Locke and the Wise Orderly
- Mr. Abaddon
- We saw Mr. Abaddon several times in the past, standing in the shadows, sending cryptic messages to the Losties, and otherwise being creepy. Locke remembered him as the orderly who first suggested that he go on the walkabout in Australia, which is what led him to the Island.
- Is Mr. Abaddon trustworthy? Hurley doesn’t think so. He was visited by Mr. Abaddon under false pretenses, and thinks he’s “evil.”
- Mr. Abaddon described his job as “helping people get to where they need to get to.” If we can interpret all of his words and actions through that filter, then we can’t really trust that he’s ever telling the truth, only telling people what they need to hear.
- Is Helen Norwood really dead? Mr. Abaddon claims she died of a brain aneurism, but perhaps this is just what Locke needed to hear to go back to the Island. If the one person he really cared about is dead, then there’s nothing to keep him from returning to the Island.
- I certainly wasn’t expecting Abaddon to be shot and killed – or for Locke to be involved in a subsequent car crash. Once those events had unfolded, though, I figured Ben was responsible. He couldn’t safely get to Locke until Mr. Abaddon was out of the way.
The Return of Evil Ben
- Just when we had gotten semi-comfortable with Ben as a weasly but good-intentioned sidekick to Jack, we see his evil side again. While Locke was meeting with Walt, and we can assume, the other Island survivors, Ben was looking on to see what was brewing. Always watching, always collecting ammunition for his arsenal of manipulation.
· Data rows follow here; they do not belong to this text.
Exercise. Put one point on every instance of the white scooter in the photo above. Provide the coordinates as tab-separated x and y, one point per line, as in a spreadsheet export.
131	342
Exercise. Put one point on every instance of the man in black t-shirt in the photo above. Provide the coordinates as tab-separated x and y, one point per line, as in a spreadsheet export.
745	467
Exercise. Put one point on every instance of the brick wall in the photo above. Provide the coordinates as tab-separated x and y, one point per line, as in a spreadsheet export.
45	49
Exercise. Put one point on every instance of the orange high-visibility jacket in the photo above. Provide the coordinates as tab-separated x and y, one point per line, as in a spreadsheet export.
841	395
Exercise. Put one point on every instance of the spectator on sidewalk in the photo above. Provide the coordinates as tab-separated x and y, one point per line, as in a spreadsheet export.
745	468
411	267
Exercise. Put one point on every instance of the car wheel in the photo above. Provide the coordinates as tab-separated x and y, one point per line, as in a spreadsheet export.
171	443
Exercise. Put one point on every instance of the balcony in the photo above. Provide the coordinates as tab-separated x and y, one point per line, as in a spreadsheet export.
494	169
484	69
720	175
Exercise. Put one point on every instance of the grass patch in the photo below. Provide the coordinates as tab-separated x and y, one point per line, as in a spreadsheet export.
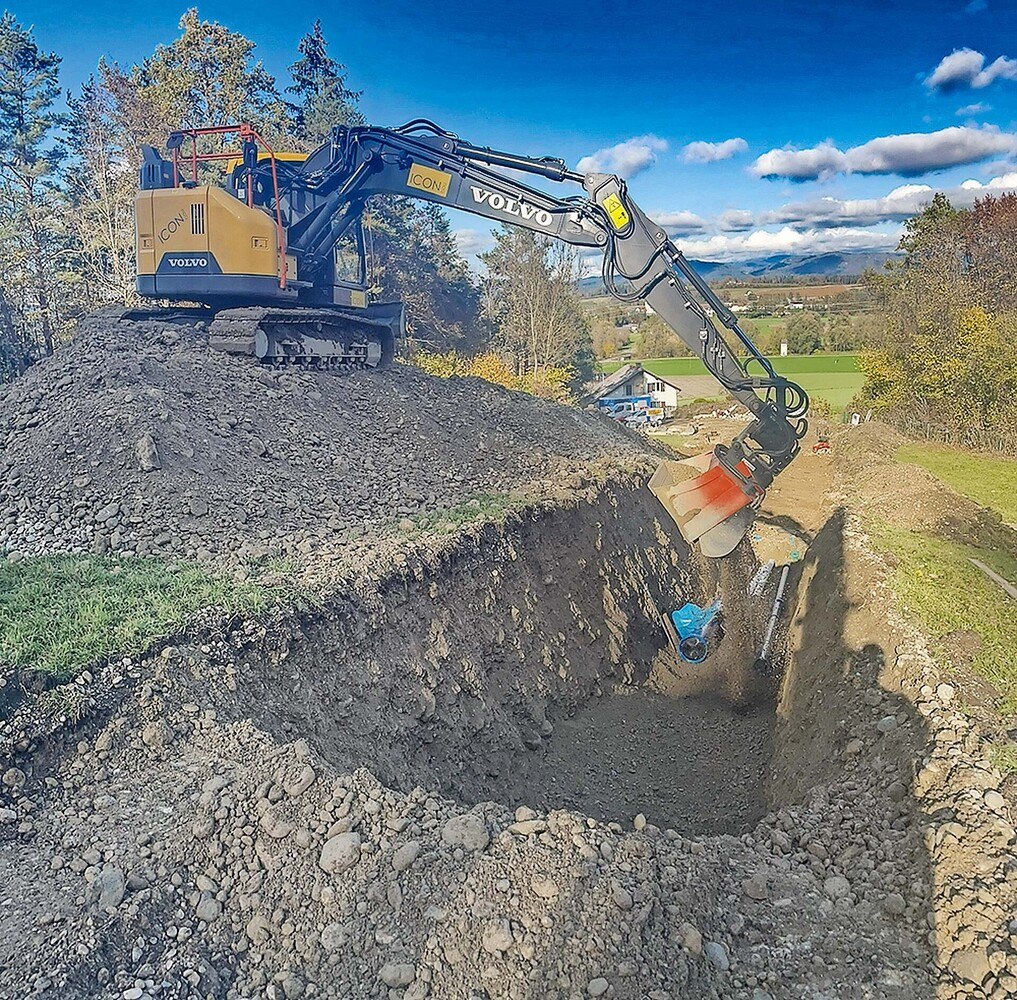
60	613
937	584
791	365
985	479
834	377
480	507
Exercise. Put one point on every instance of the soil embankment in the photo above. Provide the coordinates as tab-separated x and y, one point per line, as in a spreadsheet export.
474	768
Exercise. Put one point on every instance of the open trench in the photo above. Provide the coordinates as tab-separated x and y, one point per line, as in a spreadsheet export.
515	664
527	664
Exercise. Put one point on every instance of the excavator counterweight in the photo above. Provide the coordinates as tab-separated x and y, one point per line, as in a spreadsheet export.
278	252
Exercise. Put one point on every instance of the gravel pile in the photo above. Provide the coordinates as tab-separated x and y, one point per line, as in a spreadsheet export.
211	829
138	439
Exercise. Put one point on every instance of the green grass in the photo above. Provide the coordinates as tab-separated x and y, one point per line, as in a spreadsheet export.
61	613
985	479
938	585
479	508
791	365
834	377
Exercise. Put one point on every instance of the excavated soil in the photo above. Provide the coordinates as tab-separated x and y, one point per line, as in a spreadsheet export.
473	768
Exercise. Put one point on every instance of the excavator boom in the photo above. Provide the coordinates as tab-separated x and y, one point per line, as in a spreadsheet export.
264	251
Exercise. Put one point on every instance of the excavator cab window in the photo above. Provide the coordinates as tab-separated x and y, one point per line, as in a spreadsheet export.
350	258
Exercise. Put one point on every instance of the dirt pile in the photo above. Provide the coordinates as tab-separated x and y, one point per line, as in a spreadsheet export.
139	439
478	772
226	831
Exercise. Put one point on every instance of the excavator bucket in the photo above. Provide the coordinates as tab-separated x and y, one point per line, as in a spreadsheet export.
706	502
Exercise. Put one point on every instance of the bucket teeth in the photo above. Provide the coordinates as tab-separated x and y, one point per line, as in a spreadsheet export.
706	502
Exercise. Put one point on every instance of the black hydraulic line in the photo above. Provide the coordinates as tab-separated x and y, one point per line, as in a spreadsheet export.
544	166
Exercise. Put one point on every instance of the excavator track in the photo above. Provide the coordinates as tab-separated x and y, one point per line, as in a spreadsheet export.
322	339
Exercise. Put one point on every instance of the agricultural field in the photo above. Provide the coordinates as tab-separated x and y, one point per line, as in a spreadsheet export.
986	479
834	377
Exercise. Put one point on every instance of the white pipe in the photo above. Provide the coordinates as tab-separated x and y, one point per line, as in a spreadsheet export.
778	603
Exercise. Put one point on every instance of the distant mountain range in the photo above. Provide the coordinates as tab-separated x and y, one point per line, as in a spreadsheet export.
777	267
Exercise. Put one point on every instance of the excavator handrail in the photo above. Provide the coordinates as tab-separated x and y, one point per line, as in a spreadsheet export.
327	192
247	134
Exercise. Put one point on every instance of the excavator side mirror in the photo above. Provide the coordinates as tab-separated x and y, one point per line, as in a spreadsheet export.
250	155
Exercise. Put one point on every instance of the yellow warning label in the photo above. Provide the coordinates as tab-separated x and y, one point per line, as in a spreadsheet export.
615	211
427	179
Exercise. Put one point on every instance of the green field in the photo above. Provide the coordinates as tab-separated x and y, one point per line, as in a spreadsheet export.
934	578
988	480
834	377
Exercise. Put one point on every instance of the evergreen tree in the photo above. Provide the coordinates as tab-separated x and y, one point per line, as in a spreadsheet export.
208	76
107	125
531	297
415	258
33	234
321	98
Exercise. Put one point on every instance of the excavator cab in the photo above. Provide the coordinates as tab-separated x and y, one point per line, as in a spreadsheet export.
278	252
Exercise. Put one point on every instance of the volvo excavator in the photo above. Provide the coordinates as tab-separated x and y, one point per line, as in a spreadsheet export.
276	255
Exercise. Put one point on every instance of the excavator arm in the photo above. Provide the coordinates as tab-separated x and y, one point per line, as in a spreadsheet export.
317	202
714	504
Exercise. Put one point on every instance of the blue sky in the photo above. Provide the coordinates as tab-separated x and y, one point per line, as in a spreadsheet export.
826	123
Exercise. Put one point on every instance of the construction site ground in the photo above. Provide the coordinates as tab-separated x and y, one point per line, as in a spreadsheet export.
454	755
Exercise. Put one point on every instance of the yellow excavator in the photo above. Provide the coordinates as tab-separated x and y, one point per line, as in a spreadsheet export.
276	256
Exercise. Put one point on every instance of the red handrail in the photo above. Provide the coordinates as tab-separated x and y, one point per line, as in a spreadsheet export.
246	133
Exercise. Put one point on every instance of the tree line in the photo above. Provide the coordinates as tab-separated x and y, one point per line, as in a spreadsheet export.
68	176
946	360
- The next thing we know, he is eliminating a threat, Mr. Abaddon – just who Abaddon was a threat to remains a mystery. It makes the most sense that Ben simply killed Abaddon so he would be free to manipulate Locke without Widmore finding out about it.
- When Ben bursts into Locke’s hotel room, interrupting his suicide attempt, he claims that he wants to protect Locke, and that Widmore and Abaddon were dangerous (the same thing that Widmore said about Ben.) He reminds Locke that Widmore is the reason he moved the Island, “to keep him away so that you could lead”) and suggests that Widmore is only using Locke in an attempt to get back to the Island.
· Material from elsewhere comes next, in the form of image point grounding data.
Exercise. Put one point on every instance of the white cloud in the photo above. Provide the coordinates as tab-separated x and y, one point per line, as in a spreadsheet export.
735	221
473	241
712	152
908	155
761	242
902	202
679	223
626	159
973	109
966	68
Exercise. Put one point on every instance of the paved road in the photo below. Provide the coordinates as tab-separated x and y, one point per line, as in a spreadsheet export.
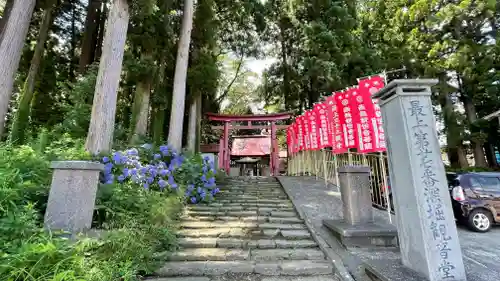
481	251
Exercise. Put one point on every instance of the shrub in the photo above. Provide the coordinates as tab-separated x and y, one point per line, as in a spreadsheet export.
138	201
162	170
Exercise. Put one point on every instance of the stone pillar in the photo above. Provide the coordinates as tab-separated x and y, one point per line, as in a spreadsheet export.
227	149
355	193
274	148
426	226
358	228
72	195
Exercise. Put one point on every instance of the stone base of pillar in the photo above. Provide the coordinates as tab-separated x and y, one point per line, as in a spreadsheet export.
358	228
366	235
72	196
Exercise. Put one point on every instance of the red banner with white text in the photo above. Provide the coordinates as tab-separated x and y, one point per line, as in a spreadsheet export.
348	116
313	129
368	87
300	132
336	120
325	135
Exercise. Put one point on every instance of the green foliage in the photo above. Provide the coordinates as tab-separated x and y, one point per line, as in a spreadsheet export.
134	223
79	106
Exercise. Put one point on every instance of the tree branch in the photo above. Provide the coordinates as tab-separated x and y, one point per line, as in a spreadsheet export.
228	88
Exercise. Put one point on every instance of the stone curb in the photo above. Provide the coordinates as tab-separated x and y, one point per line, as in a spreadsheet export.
341	270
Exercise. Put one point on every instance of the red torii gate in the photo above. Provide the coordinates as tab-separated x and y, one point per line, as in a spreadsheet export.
225	151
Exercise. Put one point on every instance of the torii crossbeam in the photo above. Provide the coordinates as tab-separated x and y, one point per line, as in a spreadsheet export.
224	150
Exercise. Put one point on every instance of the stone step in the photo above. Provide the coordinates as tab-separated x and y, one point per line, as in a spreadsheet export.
257	219
236	196
277	212
237	208
211	268
252	201
211	242
239	224
328	277
223	254
217	204
246	233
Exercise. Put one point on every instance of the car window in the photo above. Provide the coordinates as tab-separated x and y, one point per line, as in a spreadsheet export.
488	183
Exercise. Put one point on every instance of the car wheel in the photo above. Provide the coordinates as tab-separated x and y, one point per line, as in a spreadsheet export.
480	220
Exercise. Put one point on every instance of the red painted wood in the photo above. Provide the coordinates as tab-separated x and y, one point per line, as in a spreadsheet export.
256	117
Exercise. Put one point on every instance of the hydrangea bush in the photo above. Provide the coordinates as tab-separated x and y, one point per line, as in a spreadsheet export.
162	170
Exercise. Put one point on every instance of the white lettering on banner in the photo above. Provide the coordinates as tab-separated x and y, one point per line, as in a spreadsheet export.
349	126
431	184
364	134
313	133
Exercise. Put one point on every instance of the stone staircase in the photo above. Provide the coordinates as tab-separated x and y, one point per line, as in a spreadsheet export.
251	232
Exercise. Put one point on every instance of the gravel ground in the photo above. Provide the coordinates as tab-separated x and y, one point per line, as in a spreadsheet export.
481	251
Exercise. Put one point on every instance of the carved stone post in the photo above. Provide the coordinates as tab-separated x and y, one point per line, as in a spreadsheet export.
426	226
72	195
358	228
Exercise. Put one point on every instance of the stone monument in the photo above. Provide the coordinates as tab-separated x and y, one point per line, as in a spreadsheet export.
358	228
72	195
426	227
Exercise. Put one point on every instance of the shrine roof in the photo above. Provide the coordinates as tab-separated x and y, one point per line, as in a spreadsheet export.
252	117
251	146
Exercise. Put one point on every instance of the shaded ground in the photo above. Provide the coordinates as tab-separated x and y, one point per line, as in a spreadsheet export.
319	201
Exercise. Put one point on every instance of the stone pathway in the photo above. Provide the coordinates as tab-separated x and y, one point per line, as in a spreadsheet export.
251	232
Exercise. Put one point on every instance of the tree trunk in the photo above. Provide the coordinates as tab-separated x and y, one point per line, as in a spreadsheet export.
193	117
199	109
102	25
5	15
284	64
477	147
462	157
90	35
102	120
158	124
179	92
140	109
11	47
490	155
21	120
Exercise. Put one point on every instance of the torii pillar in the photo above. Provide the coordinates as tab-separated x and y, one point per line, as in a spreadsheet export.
225	151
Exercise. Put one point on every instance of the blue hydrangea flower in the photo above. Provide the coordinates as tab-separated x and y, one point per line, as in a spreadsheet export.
162	184
117	157
133	152
121	178
163	172
147	146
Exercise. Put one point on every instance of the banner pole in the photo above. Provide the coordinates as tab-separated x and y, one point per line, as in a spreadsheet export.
335	167
384	185
325	171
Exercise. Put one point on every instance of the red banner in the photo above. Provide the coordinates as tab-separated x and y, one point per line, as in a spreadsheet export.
325	134
307	130
365	129
289	140
313	129
336	120
301	132
346	104
295	146
370	86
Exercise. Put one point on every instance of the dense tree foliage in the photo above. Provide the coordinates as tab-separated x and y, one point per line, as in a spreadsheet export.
318	47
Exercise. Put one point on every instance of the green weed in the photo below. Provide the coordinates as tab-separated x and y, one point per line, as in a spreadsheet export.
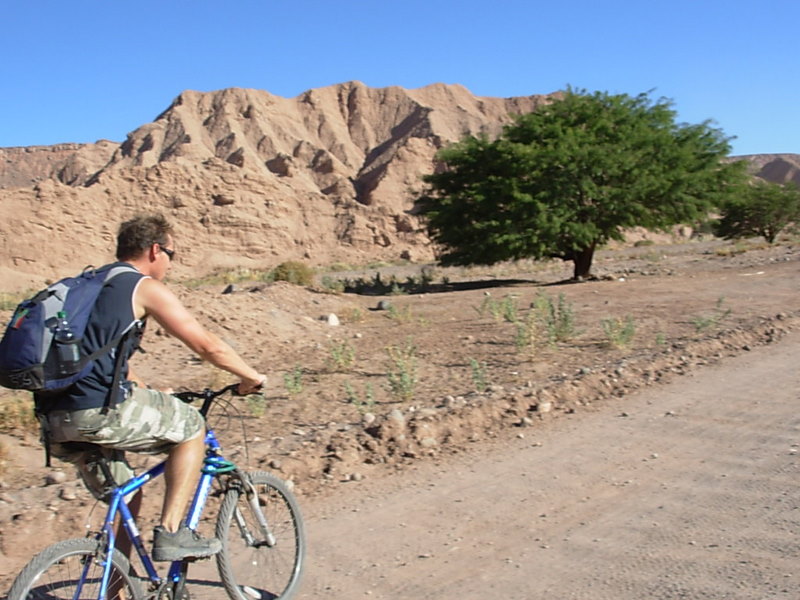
295	272
619	332
342	356
293	381
402	370
558	317
479	375
256	404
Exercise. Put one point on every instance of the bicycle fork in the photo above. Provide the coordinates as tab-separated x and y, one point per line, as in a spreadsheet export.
268	538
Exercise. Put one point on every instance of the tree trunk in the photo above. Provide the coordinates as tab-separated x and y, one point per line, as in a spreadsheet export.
583	262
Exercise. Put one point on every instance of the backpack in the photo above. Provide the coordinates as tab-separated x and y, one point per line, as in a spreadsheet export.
41	348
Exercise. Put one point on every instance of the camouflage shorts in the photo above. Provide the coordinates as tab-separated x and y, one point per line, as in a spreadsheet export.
148	422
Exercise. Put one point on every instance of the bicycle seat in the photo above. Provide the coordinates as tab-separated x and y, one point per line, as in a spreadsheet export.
80	446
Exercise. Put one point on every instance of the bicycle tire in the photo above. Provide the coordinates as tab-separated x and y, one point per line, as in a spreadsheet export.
53	573
254	570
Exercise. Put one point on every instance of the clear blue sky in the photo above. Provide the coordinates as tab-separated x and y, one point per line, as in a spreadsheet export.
83	70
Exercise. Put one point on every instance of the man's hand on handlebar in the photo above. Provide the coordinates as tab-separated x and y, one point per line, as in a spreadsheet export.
251	386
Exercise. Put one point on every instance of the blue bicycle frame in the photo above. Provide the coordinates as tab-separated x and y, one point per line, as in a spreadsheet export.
214	464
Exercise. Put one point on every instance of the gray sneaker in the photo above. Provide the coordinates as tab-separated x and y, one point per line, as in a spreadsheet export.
184	543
- Based on Ben’s murderous actions against Locke, it seems clear that he is using Locke to get back to the Island. He told Locke, “You’ve got too much work to do. We’ve got to get you back to the Island so that you can do it.” Maybe Ben believes that; maybe that’s why he killed Locke – because Richard said he would have to die for the plan to work. But, rather than let Locke kill himself, he wanted to find out what he knew first. And Locke was very helpful with the details. Ben quickly learned that Jin was alive (which would come in handy for convincing Sun to return), and that Eloise Hawking was the key to getting back to the Island. Once he was sure Locke had told him everything he knew, he strangled Locke without flinching one time.
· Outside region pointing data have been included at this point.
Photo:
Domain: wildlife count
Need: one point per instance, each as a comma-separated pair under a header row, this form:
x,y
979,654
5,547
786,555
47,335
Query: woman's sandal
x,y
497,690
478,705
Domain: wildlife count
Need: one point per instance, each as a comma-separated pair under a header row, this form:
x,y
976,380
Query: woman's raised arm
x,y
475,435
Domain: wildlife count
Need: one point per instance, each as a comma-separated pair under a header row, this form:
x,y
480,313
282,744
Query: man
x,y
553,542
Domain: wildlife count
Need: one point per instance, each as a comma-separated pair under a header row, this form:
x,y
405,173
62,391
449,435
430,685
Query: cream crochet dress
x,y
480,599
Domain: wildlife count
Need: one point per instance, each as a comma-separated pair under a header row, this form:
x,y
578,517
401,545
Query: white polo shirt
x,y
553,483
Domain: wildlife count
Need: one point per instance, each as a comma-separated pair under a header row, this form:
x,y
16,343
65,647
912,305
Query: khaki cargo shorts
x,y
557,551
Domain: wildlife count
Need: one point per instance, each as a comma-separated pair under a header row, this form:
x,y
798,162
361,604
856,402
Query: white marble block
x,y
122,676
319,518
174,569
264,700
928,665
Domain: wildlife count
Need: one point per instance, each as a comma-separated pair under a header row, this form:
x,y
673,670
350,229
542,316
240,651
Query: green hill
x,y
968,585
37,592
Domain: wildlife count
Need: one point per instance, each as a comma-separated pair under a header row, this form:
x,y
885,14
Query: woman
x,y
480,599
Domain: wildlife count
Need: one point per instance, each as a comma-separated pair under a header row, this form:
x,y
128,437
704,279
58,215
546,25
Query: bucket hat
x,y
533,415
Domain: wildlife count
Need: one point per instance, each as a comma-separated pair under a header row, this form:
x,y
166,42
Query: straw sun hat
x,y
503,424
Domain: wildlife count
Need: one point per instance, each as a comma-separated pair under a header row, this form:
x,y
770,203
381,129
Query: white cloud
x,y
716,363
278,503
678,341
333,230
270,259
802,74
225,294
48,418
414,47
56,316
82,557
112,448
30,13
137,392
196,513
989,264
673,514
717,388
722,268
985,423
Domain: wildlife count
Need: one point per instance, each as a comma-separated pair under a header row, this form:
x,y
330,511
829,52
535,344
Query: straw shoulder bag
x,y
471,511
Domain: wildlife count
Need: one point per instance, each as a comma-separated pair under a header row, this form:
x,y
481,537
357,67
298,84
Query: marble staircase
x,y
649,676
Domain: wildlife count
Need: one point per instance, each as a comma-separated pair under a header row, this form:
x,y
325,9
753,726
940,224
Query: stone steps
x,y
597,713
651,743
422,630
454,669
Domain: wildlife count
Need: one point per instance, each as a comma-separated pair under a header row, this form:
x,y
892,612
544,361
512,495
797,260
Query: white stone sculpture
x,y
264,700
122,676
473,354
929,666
- At this point, I’m starting to trust Widmore more than Ben. Both men seem to think that Locke is important to the Island, but Ben seems more concerned with reestablishing his purpose and authority there, whatever the cost for others involved. Widmore, on the other hand, hasn’t killed anyone yet that we know of, although he didn’t prevent his men from killing innocent people on the Island. There’s definitely a power struggle going on between Widmore and Ben, and we have no reason to completely trust either one of them. For now, I stand by my belief that Ben is manipulating those around him for the selfish purpose of returning to the Island, and his leadership role, that he begrudgingly left. I also wonder now if Widmore could be the one who beat up Ben when Ben went to the docks to, we assume, find and kill Penny. If Widmore found out that Abaddon had been killed, he would assume that Ben was responsible, so maybe he went to L.A. to investigate. Now that we trust Widmore a little more, it would be satisfying to see him protect his daughter and win a round against his most formidable opponent.
A New Beginning
- The end of this chapter of Locke’s life came at the beginning of the episode, when the newest castaways found him standing in the water, wearing a suit. It seems that the Island’s healing properties have done the impossible and brought him back to life. No wonder that mango tasted so good to him! Too bad that everyone thinks he is crazy, and it doesn’t sound good that Walt had dreams about people not trusting him. (Speaking of Walt, they conveniently closed out his storyline, since “the poor boy has been through enough.”)
- Caesar and Ilana are our newest castaways. So far I find them tolerable, and much more logically worked into the story than Paolo and Nikki. Ilana is the agent who was escorting Sayid in handcuffs on Flight 316, and Caesar seems to be quite an observant (he noticed Hurley disappearing when the plane lost control) self-preservationist (he kept a gun that he found to himself – reminiscent of Sawyer in his early days on the Island). Meanwhile, we can assume that it was Frank and Sun that snuck off in a boat in the middle of the night, most likely to locate Jin.
- The question remains whether or not Jack, Kate, and Hurley – and therefore Jin, Daniel, Sawyer, etc. – are in the same time period as the new beach-front gang. Things would be much more complicated if they are separated by time. The only reason I have to think that they ended up in different places is that the plane itself landed on the Island, with most of its passengers still on board, while the three of them flashed away into the jungle before the plane landed.
- The episode ended with Locke’s discovery that Ben was one of the survivors of Flight 316, and as he gazed down at an injured and sleeping Ben, he said matter-of-factly to Caesar, “He’s the man who killed me.” !!! What will Locke do next? Beat Ben up? Or thank him for helping him get back to the Island? I can’t wait to find out!